Give the man his nuke. He earned it.
mov ax,4c00h
int 21h
Here's a better story with more info: http://searchsecurity.techtarget.com/news/article/0,289142,sid14_gci1332898,00.html Looks like they're able to mess with the session parameters, as you said.
This doesn't me since use I UDP all communications communications for.
This
Sockstress computes and stores so-called client-side SYN cookies
This isn't supposed to be possible. SYN cookies are supposed to contain at least 24 bits worth of entropy, produced by running a server-side secret through a one-way hashing function. You can easily obtain a SYN cookie by performing the initial SYN with the server. A SYN+ACK comes back which contains the SYN cookie (as the initial sequence number). The cookie so received is unique per TCP connection (IP address and port numbers at both ends), and valid only for a limited time. The server side does not maintain any state information until the cookie is returned in the client's ACK.
If they are actually computing SYN cookies on the client side, it's evidence of a weak SYN cookie implementation. Computation of the cookie should be infeasible without access to the server-side secret. Of course, this may be a case of sloppy reporting. As usual, we aren't given all the details of this earth-shattering vulnerability. We are simply left to guess whether these folks (and those that report on them) know what they're talking about or not.

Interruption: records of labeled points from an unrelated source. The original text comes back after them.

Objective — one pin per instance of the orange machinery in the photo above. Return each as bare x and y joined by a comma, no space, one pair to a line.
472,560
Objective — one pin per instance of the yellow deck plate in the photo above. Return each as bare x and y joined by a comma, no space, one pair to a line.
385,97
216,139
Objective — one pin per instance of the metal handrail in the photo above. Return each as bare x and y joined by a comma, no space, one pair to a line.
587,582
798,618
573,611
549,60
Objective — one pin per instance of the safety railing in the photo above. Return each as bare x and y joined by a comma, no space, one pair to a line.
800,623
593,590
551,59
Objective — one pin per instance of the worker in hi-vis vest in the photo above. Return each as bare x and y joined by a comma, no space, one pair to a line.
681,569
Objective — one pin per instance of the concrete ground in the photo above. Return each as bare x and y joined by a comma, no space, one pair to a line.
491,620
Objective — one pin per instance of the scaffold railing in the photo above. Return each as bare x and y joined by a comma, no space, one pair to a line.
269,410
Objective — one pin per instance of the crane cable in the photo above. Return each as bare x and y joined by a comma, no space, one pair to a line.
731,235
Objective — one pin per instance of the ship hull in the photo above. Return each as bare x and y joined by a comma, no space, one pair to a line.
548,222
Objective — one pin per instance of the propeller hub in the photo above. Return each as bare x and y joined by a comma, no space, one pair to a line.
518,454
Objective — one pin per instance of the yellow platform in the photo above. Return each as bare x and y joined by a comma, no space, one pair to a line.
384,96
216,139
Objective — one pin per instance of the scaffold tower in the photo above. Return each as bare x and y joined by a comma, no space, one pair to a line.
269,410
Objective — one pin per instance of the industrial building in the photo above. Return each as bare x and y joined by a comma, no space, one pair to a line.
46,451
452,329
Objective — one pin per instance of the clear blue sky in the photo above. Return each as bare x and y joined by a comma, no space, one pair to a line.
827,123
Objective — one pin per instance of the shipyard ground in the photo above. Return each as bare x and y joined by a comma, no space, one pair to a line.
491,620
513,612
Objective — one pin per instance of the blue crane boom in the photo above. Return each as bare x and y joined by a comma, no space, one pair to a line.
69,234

They could be guessing cookies, and that would explain the "it will hurt intermediate systems" excuse they used for not demonstrating it, since they'd need to flood the peer TCP with millions of randomly-guessed initial sequence numbers. Incidentally, if this is a TCP SYN-flood attack of this sort, the "after effects" they mention have to do with the fact that all the TCP connections must time out naturally -- a process which might take several minutes per connection, depending on the configuration of the listening server application. The process is naturally limited by bandwidth and the size of the TCP state table: you have to be able to send successful fake ACKs fast enough to fill the TCP state table. All the usual mitigations for TCP SYN floods apply, such as increasing the state table size and reducing the timeout for open but idle connections.
It's not at all clear that this is any worse than the kind of DDoS attack that a typical botnet can unleash. In that case, you get thousands of perfectly real TCP connections from multiple addresses almost simultaneously. So maybe this attack doesn't require a botnet, but I don't see that it's a big new threat (as I've described it).
proof, n. A demonstration that a conclusion is implied by certain premises and axioms.
Now we see that a little bit of knowledge can be a dangerous thing.
The point that's in the grandparent's post is not that your own syn-cookies can be used against you. Syn cookies on your server are doing the right thing and are protecting you against normal syn floods.
What's happening in this attack is that the client side (the attacker) is using their own syn cookies to store information about connections on your server (instead of in their own memory). This allows them to handle more connections than otherwise. Unfortunately there is nothing you can do to stop this. They are using required behavior of the TCP stack for their information storage.
Some mitigation strategies that I can think of
The parents "fix" will make things slightly worse during this attack since turning off syn-cookies will mean that your server will have to track even more TCP connections. Not just those that are active, but also those that have just started. Of course, it will also make the new attack pointless since they can just do a normal syn-flood instead.
The best current full fix I can think of is to use IPSEC and ensure that all incoming connections are authorised. Your own users will still be able to DOS you, but at least you can hunt them down.
=~ s,(.*),<sarcasm>$1</sarcasm>,g if any_point_you_wish();
Oh no, me too!!
C:\Documents and Settings\Adam>cat /proc/sys/net/ipv4/tcp_syncookies
'cat' is not recognized as an internal or external command, operable program or batch file.
Any sufficiently simple magic can be passed off as mere advanced technology.